Card spends a lot of time arguing that the availability of same-sex marriage and the open acknowledgement of gay people is destroying the “family,” but our families definitely don’t count. At no point does Card acknowledge, even tacitly, the legal and psychological burden we gay people bear when our relationships are literally made to be illegal. He certainly doesn’t see us as equal citizens and doesn’t even seem to think of us as human.

Brad Altman and Geroge Takei; gay couple marrying; Brooks Thomas and Brad Hudson
(Photo credit: Getty Images/David McNew/Justin Sullivan/David McNew

In arguing that the modern courts have overreached, Card says, “It is now illegal even to kneel and pray in front of a clinic that performs abortions.”

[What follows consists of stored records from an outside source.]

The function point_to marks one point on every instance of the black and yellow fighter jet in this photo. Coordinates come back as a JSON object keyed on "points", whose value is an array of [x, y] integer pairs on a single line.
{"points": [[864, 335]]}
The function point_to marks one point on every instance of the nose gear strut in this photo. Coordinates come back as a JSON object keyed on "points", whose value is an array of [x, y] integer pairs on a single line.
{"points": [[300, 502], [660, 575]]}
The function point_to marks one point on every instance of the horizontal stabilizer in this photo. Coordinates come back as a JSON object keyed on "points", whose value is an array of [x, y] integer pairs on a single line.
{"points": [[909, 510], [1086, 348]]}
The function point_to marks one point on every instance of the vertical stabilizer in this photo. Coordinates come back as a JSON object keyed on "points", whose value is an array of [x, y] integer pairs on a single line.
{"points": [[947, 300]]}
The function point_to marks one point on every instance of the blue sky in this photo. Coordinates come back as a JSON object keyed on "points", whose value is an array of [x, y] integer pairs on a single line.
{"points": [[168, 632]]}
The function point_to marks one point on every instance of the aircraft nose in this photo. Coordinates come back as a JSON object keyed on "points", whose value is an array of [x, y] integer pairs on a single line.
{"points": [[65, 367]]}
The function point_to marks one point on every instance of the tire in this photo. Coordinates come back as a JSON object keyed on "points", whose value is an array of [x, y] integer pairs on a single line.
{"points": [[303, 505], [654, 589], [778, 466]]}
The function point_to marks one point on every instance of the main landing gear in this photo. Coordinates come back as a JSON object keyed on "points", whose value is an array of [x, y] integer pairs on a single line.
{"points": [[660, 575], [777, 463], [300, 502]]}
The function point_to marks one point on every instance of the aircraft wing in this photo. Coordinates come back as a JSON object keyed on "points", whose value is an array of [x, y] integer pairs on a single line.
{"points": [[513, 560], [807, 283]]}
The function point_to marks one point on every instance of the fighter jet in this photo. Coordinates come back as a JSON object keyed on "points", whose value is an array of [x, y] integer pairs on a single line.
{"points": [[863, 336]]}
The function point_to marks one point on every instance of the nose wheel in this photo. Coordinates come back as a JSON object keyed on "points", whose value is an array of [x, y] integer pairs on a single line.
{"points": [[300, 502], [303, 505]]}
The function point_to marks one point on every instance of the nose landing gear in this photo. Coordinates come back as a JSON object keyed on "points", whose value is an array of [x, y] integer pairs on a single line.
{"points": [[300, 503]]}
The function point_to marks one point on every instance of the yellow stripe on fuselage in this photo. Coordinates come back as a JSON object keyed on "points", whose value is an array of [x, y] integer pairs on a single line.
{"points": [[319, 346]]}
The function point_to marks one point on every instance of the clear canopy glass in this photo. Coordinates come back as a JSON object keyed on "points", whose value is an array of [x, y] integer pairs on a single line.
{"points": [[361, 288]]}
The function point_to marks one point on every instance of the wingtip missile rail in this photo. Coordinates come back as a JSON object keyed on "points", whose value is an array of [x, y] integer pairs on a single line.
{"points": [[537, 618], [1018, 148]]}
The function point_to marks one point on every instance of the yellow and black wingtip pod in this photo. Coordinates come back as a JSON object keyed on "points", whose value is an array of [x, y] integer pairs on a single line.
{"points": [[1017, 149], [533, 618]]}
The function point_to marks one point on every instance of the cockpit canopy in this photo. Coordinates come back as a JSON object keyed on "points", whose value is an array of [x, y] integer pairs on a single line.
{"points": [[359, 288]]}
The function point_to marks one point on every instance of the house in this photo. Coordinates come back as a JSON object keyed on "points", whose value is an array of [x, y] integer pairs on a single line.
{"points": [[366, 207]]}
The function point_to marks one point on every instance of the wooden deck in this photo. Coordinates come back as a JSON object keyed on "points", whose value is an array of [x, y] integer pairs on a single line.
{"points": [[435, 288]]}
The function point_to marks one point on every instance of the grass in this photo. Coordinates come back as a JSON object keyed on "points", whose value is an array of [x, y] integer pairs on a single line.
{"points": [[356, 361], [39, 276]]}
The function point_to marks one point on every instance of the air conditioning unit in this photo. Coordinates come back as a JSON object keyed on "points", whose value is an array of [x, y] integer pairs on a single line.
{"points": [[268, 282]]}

Card is entitled to his own opinions, as the saying goes, but he’s not entitled to his own facts. It’s now illegal to pray in front of an abortion clinic? It’s one thing to create fantasy worlds; it’s another thing to live in them.

Still, while I violently disagree with all these ideas, I ultimately believe Card has the right to express them.

However, in this most recent essay, Card goes one step farther. Same-sex marriage marks “the end of democracy in America,” he says, proceeding to sound a clarion call to literally overthrow the government.

Card praises home-schooling in his essay, so perhaps he never learned seventh grade civics, but our system of constitutional democracy includes something called the “judicial” branch of government — an institution that interprets state and the federal constitutions. No amount of votes of the people can overturn these constitutions — not unless these constitutions are, themselves, amended.

Card may not like the words in the California or Massachusetts state constitutions, or the courts that interpreted them, but they are as much a part of our democracy as are regular elections. (For what it’s worth, the democratically elected legislature of California twice voted to legalize same-sex marriage, though it was vetoed by Governor Arnold Schwarzenegger, and both the Massachusetts legislature and governor have at least tacitly affirmed the same-sex marriage decision.) To argue that this is the “end of democracy” is either willful misrepresentation or outright ignorance. And to call for overthrowing the government “by whatever means” is outrageous and wildly irresponsible.